2008年春、渋谷ユーロスペースにてレイトショーされる
映画『船、山にのぼる」の監督・本田孝義のブログです。

本田孝義

2010/9/9 木曜日

『ようこそ、アムステルダム国立美術館へ』

今日は『ようこそ、アムステルダム国立美術館へ』というドキュメンタリー映画を見た。昨年の山形国際ドキュメンタリー映画祭でも上映されたのだが、時間が合わず見れなかったのだけど、ずっと気になっていた作品だった。簡単に書くと、有名な傑作を多数所蔵するアムステルダム国立美術館の改修工事が2004年に始まるのだが、地域住民の反発などもあって工事はとん挫。そのてんやわんやを描いた作品。映画の冒頭、今回の改修工事の概要が建築家を含めて発表される。まず僕はこの改修案がピンとこなかった。なぜ、地域住民から反発が出たかと言うと、この美術館の構造が独特で、建物の真ん中・エントランス部分が「門」のようになっていて、日常的に住民の通り道になっていたのだが、改修工事案ではこのエントランスを掘り下げ、中庭を作るようなものになっていた。住民の中でも特にサイクリスト協会の人たちが「これじゃあ、自転車が通れないじゃないか」と怒ったわけです。(実際には全く通れなくなるわけではなく、かなり自転車の通り道が狭まるという感じでしょうか。
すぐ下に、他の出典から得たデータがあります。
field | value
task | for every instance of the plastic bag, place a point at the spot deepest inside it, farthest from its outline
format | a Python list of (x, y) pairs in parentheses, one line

)映画では以前の状態が見られないので即断は出来ませんが、僕は美術館の中が通り道になっているのは素敵だな、と思ってしまったのです。加えて、時たま古い建物を生かしたリノベーションでも、変に現代建築の意匠を接ぎ木したようなものもあり、この改修案も同じように見えてしまったのです。もっとも、古い美術館を現代的に、という発想で改修案が出てきたのですから、コンペで通るような改修案はどうしても目新しいものになるでしょうし、建築家もそこにやりがいを見出すでしょう。面白いのは、美術館の運営と建築物とでは考え方・あり方が違っていて、建築物の改修には住民合意が必要で、結局否決され、そこから迷走が始まるのです。多分、日本では住民の考え方など無視されて工事はあっさり進んだことでしょう。この辺の違いは興味深い。この映画は大きく言って二つの要素を描いています。一つは上記のようなこと。もう一つが美術館改修にあたっての、内部の展示の検討および絵画の修復です。僕は、個人的には後者にはあまり興味を持てませんでした。もちろん、何をどのように展示するかは美術館の肝、というのは理解しているつもりです。けど、学芸員の方たちの話には少しついていけませんでした。美術の知識が豊富な人はこちらの話の方が面白いのでしょうけど。改修工事には、もうひとつ大きな課題がありました。研究センターを敷地内に増築することです。今度はこの高さが問題になり、結局低くすることに。エントランスは別の妥協案が示され、一応合意されますが、建築家はすっかりやる気喪失。加えて、館長は辞職。そして、最後の最後に再び大きなドラマが・・・。結果、アムステルダム美術館の改修は進まず、2008年にオープン予定が2013年までかかることに。監督のインタビューを読みますと、本来2008年オープンを目指して撮影していたのが、すったもんだの騒動に巻き込まれて、とりあえず映画を完成させたものの続編を製作中のよう。映画は端正で堂々とした撮影と人間ドラマが絡み合って見ごたえある作品になっている。